She loved being with children from a tender and she seems to have made up her mind to live her whole life for them. Her love for children is actually the reason she took up a career that puts her in frequent contact with them, especially when they are unwell. That is the secret behind Dr Ethwako Phiri’s medical career, who currently serves as registrar in Queen Elizabeth Central Hospital Paediatrics Department. EW had a chat with her. Excerpts:
Who is Dr Ethwako Phiri?
Ethwako Phiri (née Mlia) was born on June 25 1985 to late Gerald and Verah Mlia. I am the third and last born child. I come from Ntaja Village, Traditional Authority (T/A) Kawinga, in Machinga. I am married to Aonenji Phiri, with whom I have a son, Tsidkenu. Currently, I work as a registrar in the Paedriatrics Department at Queen Elizabeth Central Hospital.
What sort of upbringing did you have?
I grew up in Blantyre. As we were growing up, my parents always told us to put God first in everything we do and to always work hard in everything. They also taught us to always value family.
Share with me your education background
I started my primary school education at Dharap (now Namiwawa) Primary School till Standard 4 when I went to Mount View Primary School. After that, I went to Kamuzu Academy where I did up to A Level. For tertiary education, I went to University of Malawi’s College of Medicine and graduated with a bachelor of medicine bachelor of surgery (MBBS) in 2008. I am currently pursuing a masters of medicine in paediatrics.
Your career progression?
After my graduation, I did my internship for two years at Queen Elizabeth Central Hospital (Qech) before going to Mangochi where after a few months I became the district medical officer for a year and later became the District Health Officer from December 2011 to May 2014.
What does it entail to be registrar in paediatrics?
Well, it is working while doing school. We are responsible for seeing patients; both inpatients and outpatients. Apart from that, we also have teachings. To give an example of my day, we have a handover meeting between 8am to 9am. After that, we do ward rounds where we see and discuss patients’ cases with consultants. In the afternoon, we review cases of serious patients and hand them over to the team on call for night shift.

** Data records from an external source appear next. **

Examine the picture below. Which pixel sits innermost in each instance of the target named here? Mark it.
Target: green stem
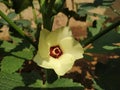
(18, 29)
(103, 32)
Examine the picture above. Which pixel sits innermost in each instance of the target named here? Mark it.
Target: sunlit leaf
(11, 64)
(59, 83)
(10, 81)
(20, 5)
(8, 46)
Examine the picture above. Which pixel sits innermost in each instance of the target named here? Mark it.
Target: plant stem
(18, 29)
(103, 32)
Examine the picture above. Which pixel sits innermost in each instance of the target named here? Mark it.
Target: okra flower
(58, 50)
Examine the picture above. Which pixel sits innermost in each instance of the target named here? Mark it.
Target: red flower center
(55, 51)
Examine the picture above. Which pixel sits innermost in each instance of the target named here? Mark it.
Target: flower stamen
(55, 51)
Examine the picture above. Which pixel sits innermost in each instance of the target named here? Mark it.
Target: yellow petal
(71, 46)
(43, 62)
(43, 47)
(55, 36)
(63, 64)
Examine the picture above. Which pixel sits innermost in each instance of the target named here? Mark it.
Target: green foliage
(109, 74)
(20, 5)
(15, 53)
(10, 81)
(11, 64)
(59, 83)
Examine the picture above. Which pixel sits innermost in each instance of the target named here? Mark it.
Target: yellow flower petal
(43, 48)
(57, 35)
(63, 64)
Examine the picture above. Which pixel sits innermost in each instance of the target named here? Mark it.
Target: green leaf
(59, 83)
(10, 81)
(24, 23)
(8, 46)
(111, 47)
(20, 5)
(97, 26)
(25, 54)
(105, 43)
(12, 15)
(109, 75)
(11, 64)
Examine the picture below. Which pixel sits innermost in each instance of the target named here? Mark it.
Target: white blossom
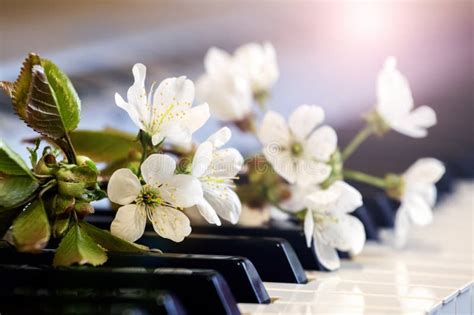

You graduated at 23. What is it like being a doctor at such a young age?
The most challenging part is just that after graduation, when we go to the district where we are given big responsibilities. So, it sometimes becomes overwhelming, but at the same time enjoyable. You learn a lot of interesting medical and non-medical things. You also learn to work with people in other fields.
What do you like about your job?
Everything! Just being able to help the children brings so much joy.
Have you always wanted a career in medicine?
Yes. College of Medicine was the only college I applied to.
Why did you opt for a career in paediatric medicine?
I am good with children and I love being around them. So, that and my passion to help the needy influenced my career choice.
Who is your source of inspiration?
My family—my husband, my mother and my siblings.
What would you advise girls who want to venture into medicine?
To everyone out there who wants to study medicine, my advice is simple: Do it because you want to, not because someone is telling you to do it. If it is really what you want, then go for it.
What challenges do you face in your daily duties?
Well, the usual lack of resources. Working in a hospital with limited resources can be frustrating at times, but knowing you did the best you could with few resources keeps me going.
I am hoping that after doing my masters degree, I will sub-specialise. It will probably be in paediatric neonatology.
One of the best days of my life is November 14 2014, when my son, Tsidkenu, was born. The saddest is when my father died, on September 3 2011.
How do you spend your free time?
Chatting with family and friends.
Spare ribs served with chips
I would like others to a grab a tip from what my parents taught me that when you put God first in everything you do, everything falls in line.